As escolhas para o Festival do Mediterrâneo foram feitas entre uma oferta extensa e variada. Da tragédia clássica grega ao flamenco, passando pelos rituais turcos, há para ver de tudo um pouco nesta iniciativa que se prolonga até meados de Novembro. “Optámos por espectáculos menos comuns e mais desconhecidos em Hong Kong, de modo a que audiência tenha oportunidade de ter novas experiências culturais”, referiu Alex Cheung. “A dificuldade na escolha é grande, por haver uma grande diversidade, mas acho que conseguimos fazer uma boa selecção”, acrescenta.
O fado entrou na lista dos eleitos. “Ainda pensamos em convidar a Mariza, mas já tinha actuado em Hong Kong e queríamos trazer algo diferente. Depois, pensámos em Madredeus, mas estiveram em Macau no ano passado”, conta. O nome de Cristina Branco surgiu por sugestão do consultor cultural do festival, Neil van der Linden, que sugeriu a fadista pela abordagem mais contemporânea que faz do fado, com a utilização de elementos alternativos e pouco comuns no género musical. “Acreditamos que foi uma boa aposta”, diz Cheung.
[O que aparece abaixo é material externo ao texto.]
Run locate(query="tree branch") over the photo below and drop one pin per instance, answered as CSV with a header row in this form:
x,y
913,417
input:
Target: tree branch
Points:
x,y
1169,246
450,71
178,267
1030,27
Até agora, Cristina Branco foi a única artista do festival com direito a bisar. Ao concerto do dia 20 seguiu-se um outro, na noite seguinte, que não teve casa cheia mas quase, a julgar pela reacção do público e os fortes aplausos com que foi brindada. “A voz dela é muito bonita e o público adorou. Foram vendidas, na sala de espectáculos, mais de cem cópias do último disco”, acrescentou o responsável.
Num meio onde o fado tem pouca implementação, “com meia dúzia de CDs à venda nas lojas de discos”, o sucesso de Branco deveu-se, segundo as conclusões a que chegou o responsável pelo festival, “à imagem que tem e ao facto de tornar o fado mais leve” do que outros intérpretes do género.
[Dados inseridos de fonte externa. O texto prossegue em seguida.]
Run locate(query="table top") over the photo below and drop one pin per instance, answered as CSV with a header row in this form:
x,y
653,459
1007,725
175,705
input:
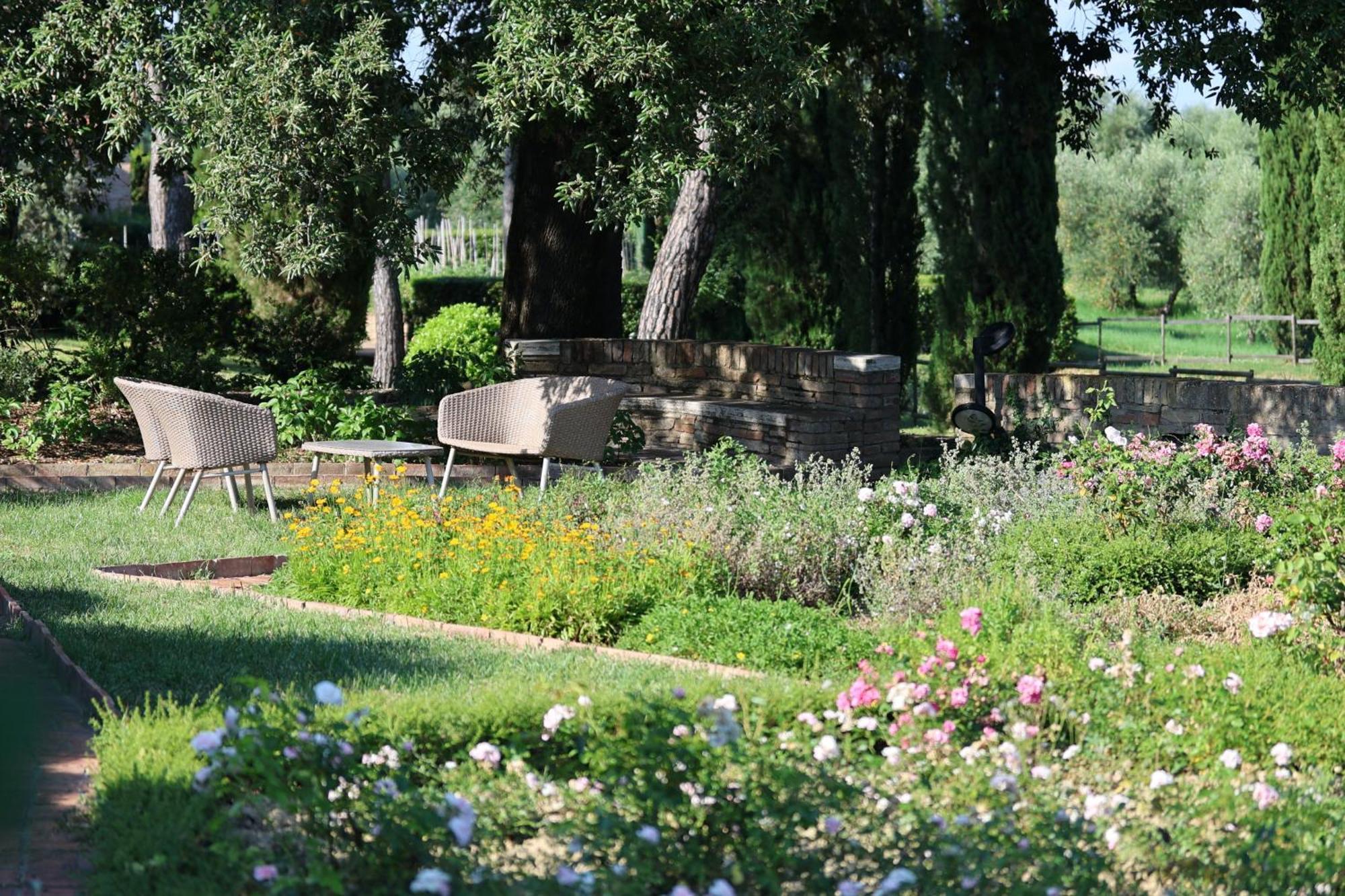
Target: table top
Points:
x,y
373,448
A experiência deste ano leva Alex Cheung a pensar numa aposta geográfica semelhante para a próxima edição da “World Culture Series” mas, confessa, ainda não pensou se o fado vai voltar a fazer parte da lista dos eleitos.
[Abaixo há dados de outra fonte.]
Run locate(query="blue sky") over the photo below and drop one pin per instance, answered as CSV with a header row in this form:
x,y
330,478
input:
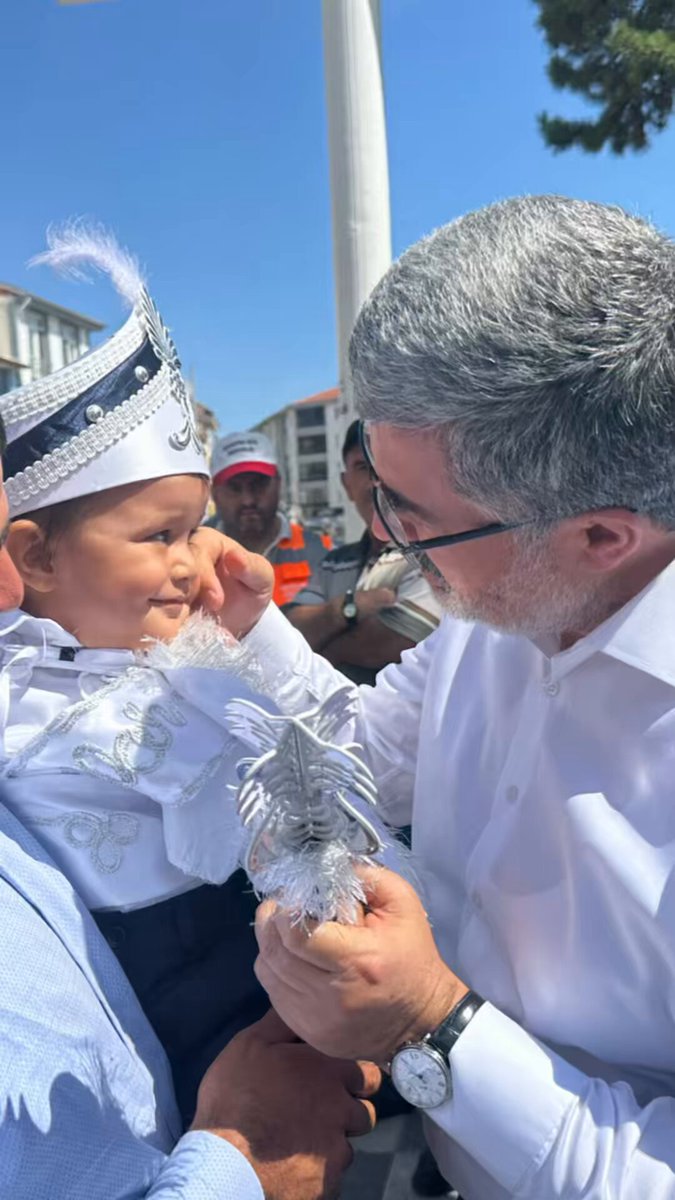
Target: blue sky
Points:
x,y
196,129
Os concertos de Cristina Branco deram início a uma série de espectáculos que podem ser vistos até ao dia 18 do próximo mês. O Festival do Mediterrâneo contempla diferentes artes de palco, da música à dança, passando pelo teatro. Da Grécia e em estreia absoluta em Hong Kong, chega o Teatro Nacional Grego. A Turquia apresenta o grupo Sema, que leva a palco rituais sagrados em comemoração do 800º aniversário do nascimento de Rumi, que influenciou a cerimónia. O programa completo do festival pode ser consultado em www.medifestival.gov.hk.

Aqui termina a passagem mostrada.